NINCH guide home interview table of contents previous interview next interview
On September 22 2000, HATII interviewed Judith Thomas, Assistant Director of the Robertson Media Center at the University of Virginia. Since its inception in 1991, the Center has sought to provide individual and group access to a broad range of materials at the University. The collection includes more than 17 000 videos and audio recordings, images and artifacts in various formats. While the primary target audience is the University community, for teaching and learning purposes, the digitization process inevitably enables wider access to the materials to those outside the university. Throughout the past year, the Center has initiated several developments to its practices, most significantly the increased centralization of digital activities across all units of the library. The recent creation of the Digital Library Production Service to act as a gatekeeper of the digital collections, while also being the locus of all production activity, is also intended to promote co-operation and adherence to standards.

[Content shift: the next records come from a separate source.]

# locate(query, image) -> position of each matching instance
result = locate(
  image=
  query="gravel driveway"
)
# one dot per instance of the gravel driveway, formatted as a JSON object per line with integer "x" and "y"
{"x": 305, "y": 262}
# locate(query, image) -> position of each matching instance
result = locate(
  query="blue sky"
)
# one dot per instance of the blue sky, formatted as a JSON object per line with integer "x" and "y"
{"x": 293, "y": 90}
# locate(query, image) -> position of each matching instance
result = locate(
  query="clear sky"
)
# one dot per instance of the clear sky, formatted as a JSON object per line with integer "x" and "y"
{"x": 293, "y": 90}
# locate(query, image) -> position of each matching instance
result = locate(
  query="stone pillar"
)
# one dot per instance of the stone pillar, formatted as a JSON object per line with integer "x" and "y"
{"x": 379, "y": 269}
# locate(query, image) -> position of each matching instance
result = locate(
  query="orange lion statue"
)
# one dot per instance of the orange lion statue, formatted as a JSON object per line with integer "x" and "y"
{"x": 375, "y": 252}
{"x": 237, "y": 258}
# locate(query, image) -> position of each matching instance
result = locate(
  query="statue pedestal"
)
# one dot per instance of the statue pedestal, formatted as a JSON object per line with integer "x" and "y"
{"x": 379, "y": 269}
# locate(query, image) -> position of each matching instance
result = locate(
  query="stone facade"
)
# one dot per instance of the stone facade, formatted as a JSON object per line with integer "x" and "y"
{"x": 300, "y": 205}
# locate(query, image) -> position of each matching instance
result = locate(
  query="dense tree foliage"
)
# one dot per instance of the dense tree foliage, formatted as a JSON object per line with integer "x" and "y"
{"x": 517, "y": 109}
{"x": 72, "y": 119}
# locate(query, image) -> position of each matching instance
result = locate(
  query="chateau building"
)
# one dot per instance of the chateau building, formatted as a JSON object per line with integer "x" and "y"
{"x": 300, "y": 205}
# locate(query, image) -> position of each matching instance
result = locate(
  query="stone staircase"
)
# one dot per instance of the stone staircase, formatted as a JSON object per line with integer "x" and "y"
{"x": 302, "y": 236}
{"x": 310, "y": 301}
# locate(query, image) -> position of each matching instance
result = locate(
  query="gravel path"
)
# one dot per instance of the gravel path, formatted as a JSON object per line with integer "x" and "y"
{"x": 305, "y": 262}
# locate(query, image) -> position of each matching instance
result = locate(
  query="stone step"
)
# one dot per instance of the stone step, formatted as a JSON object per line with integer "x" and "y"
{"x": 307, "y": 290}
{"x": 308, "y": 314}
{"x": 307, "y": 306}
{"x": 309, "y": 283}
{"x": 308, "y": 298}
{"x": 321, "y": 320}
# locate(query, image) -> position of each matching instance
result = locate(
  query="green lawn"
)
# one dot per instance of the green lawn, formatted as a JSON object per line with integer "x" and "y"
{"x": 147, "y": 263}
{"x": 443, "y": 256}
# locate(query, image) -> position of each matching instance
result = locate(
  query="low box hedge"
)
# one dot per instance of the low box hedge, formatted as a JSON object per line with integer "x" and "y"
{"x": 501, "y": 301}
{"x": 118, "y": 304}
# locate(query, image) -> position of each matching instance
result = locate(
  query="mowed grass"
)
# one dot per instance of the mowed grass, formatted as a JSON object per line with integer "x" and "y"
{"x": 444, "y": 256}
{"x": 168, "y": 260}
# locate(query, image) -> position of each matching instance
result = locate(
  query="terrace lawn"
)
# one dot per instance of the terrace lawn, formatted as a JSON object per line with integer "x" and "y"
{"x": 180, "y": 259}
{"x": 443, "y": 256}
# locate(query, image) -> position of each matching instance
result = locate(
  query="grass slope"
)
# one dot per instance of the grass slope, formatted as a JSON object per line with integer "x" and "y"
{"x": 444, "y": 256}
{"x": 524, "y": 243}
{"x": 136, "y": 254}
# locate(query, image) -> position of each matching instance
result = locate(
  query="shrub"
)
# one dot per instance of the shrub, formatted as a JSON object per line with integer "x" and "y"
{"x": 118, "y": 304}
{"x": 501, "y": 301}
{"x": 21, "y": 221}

The Robertson Media Center’s digitization strategy was initiated and is driven by curricular requirements, such as the early demands of the Art and Archaeology departments in the early 1990s to develop a response to the use of proprietary tools for images. A further impetus was given by the move to the web via non-searchable study guides. Audio material was developed for out-of-class study, foreign languages and special collections’ presentations. Video material was developed for media- centric curricula.
A collection survey was undertaken including faculty and libraries, but this was a very project-orientated exercise and cannot be scaled for the whole of the population. The Center’s activities began in an entrepreneurial way however, it has recently changed this approach. The Center has been making advances in the areas of collection development, project management and digital practices, with a view to increasing the centralization of digital activities, with collaboration across all units. With these incentives in mind, the Center developed a system for managing the central repository of digital resources. This work is overseen by the Digital Library Research Group, led by Thornton Staples.
Priorities for digitization come through separate processes in a project. Batch is used wherever possible, followed by the post-digitization processing, cursory description and metadata creation.
The objective of the Center’s digitization policy is to fulfil faculty and students’ curricular needs. The Center’s collection efforts were initially solely in response to curricular needs, but the newly instigated collection development strategy for digital images allows for a systematic building of the collection.
Overall obstacles for planning the development of digital deliverables were the lack of institutional support for tools that the Center has identified as critical. Obstacles for building digital deliverables were that collection building for non-text material was difficult as there were no institutional solutions, or the solutions were elusive.
The primary criteria for selecting and prioritizing material for digitizing are: teaching and learning potential (including historical and cultural value), and enhanced access. In the case of material digitized for special collections, conservation is a priority. Secondary criteria are research significance and preservation. The quality of the original and IPR are further considerations.
The selection criteria have not changed over time, but prioritization criteria have done so. There has been an increased interest in preservation, especially of motion media because of technological advances.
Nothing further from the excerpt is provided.